I have never enjoyed cooking. Baking is different. I love to make cookies -- probably because they taste better than any dinner I can make. But I hate cooking dinner. Sometimes I think it's not the cooking as much as I hate deciding what to cook every day. I don't have a very expansive repertoire (sorry, Husband) and when I do try something new it tends to suck. There have been many nights I've gotten all adventurous only to end up making popcorn when my chicken a la prune tastes like chicken a la prune. To make it worse I have a cupboard full of cookbooks that really do nothing but take up space.
Part of the problem is that when I'm at the grocery store I can never think of what to buy. So I fall back on the fallback; usually chicken. Then of course I get home and have no clue what to do with it. Having no culinary imagination, I'll stand in front of the cupboard looking at random ingredients and trying to guess what chicken will taste like with peanut butter and cereal on it. (Yes I'm kidding.)

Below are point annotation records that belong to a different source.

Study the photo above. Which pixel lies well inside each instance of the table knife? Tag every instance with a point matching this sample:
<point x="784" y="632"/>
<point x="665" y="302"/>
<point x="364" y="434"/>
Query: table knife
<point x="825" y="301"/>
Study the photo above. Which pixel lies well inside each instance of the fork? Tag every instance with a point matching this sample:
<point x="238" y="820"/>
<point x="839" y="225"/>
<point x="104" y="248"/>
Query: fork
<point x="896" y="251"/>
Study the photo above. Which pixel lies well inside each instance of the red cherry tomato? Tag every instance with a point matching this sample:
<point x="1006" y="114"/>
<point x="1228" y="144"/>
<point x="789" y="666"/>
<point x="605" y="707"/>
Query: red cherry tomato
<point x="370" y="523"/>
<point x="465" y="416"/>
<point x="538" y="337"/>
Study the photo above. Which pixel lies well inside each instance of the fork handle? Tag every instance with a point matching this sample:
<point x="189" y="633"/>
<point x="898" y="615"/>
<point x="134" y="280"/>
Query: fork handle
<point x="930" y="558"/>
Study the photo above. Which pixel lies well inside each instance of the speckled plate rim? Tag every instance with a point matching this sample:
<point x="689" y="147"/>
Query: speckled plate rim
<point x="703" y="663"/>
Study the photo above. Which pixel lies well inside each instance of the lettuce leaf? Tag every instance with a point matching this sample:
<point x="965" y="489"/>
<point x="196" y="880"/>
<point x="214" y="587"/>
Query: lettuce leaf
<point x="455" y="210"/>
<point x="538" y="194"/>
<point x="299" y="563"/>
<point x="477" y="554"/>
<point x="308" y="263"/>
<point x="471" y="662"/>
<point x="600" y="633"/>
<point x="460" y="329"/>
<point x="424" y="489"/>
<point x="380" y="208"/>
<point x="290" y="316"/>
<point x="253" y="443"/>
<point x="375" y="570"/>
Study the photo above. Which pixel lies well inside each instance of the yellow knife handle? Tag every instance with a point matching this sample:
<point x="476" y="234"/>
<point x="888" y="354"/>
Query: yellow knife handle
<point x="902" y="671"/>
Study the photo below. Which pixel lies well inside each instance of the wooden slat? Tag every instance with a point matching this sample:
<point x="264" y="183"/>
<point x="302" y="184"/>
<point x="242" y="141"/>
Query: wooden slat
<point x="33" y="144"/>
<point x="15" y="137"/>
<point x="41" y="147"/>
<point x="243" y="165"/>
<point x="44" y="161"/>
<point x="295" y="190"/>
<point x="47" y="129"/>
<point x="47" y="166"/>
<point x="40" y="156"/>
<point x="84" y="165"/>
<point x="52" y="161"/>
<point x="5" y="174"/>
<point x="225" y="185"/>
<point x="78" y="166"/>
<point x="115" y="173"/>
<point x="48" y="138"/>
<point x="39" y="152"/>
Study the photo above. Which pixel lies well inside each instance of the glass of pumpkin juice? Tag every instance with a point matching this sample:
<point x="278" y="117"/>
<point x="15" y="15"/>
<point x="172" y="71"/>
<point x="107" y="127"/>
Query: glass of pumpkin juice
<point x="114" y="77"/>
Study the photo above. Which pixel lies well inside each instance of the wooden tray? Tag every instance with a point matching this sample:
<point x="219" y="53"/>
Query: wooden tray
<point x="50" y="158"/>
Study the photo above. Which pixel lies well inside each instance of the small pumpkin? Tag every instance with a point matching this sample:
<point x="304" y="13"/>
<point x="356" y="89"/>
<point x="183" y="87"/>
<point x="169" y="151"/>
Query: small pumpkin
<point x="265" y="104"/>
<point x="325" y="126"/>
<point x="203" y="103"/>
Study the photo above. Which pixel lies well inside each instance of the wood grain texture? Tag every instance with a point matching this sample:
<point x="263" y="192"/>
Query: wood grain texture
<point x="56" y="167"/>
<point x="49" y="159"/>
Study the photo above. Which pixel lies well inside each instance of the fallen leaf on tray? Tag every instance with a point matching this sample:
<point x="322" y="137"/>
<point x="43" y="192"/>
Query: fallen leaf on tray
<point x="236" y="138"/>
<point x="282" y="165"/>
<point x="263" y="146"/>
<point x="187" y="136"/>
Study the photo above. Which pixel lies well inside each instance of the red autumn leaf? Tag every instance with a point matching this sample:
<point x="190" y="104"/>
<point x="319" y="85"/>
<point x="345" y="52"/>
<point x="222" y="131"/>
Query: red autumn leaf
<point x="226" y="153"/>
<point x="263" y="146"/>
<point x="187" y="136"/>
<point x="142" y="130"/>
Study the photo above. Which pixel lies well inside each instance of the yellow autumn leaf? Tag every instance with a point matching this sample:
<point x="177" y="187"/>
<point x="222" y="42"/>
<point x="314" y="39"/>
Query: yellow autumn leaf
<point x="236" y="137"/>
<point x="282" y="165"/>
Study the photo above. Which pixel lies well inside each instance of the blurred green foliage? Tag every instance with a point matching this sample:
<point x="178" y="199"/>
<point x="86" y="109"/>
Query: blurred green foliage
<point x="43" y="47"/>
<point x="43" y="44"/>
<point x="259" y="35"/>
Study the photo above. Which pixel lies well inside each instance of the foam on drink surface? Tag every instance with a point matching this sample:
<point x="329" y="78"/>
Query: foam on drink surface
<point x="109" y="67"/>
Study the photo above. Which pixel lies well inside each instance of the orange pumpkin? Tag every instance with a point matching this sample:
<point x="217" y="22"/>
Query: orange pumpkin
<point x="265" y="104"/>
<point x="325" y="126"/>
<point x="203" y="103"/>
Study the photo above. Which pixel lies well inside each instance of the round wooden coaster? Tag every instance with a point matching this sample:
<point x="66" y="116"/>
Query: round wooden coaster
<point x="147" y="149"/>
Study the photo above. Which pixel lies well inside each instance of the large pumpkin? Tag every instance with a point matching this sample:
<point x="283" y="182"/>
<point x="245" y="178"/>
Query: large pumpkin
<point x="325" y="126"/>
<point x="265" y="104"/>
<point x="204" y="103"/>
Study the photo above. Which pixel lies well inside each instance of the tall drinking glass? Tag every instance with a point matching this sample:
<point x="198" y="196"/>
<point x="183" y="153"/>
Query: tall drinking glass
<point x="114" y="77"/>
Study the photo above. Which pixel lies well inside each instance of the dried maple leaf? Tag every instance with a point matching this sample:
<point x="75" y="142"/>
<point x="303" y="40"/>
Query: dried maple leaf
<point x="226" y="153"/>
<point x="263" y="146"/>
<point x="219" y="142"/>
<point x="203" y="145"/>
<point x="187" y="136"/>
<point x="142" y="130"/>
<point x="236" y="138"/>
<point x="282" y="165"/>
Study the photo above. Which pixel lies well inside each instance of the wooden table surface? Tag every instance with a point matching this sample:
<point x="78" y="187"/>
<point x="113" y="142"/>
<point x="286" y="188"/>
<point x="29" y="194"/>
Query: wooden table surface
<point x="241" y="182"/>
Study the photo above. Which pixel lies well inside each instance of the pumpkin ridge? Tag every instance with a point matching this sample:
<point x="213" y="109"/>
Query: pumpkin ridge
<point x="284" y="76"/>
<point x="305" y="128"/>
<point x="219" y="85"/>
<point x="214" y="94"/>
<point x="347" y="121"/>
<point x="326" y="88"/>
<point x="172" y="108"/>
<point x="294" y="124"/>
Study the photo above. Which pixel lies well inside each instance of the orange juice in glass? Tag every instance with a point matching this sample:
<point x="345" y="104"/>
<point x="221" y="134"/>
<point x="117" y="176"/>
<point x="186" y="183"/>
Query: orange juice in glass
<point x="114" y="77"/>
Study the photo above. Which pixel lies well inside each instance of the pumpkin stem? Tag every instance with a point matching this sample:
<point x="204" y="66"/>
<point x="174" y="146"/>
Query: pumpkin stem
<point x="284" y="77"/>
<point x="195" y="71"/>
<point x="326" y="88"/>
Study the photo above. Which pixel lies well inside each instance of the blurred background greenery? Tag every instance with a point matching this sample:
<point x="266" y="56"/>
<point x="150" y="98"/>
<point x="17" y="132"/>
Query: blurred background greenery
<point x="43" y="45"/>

When it does occur to me to consult one of my many cookbooks or a recipe website I'll stumble across something that sounds wonderful only to realize that I don't typically keep apple butter and soba noodles in the pantry. Sure I have the staples, but after a while the staples are boring.
And poor Husband comes home after working so hard, gives me the inevitable question of "what do you want to do about dinner?" and i fall into a mindless stupor.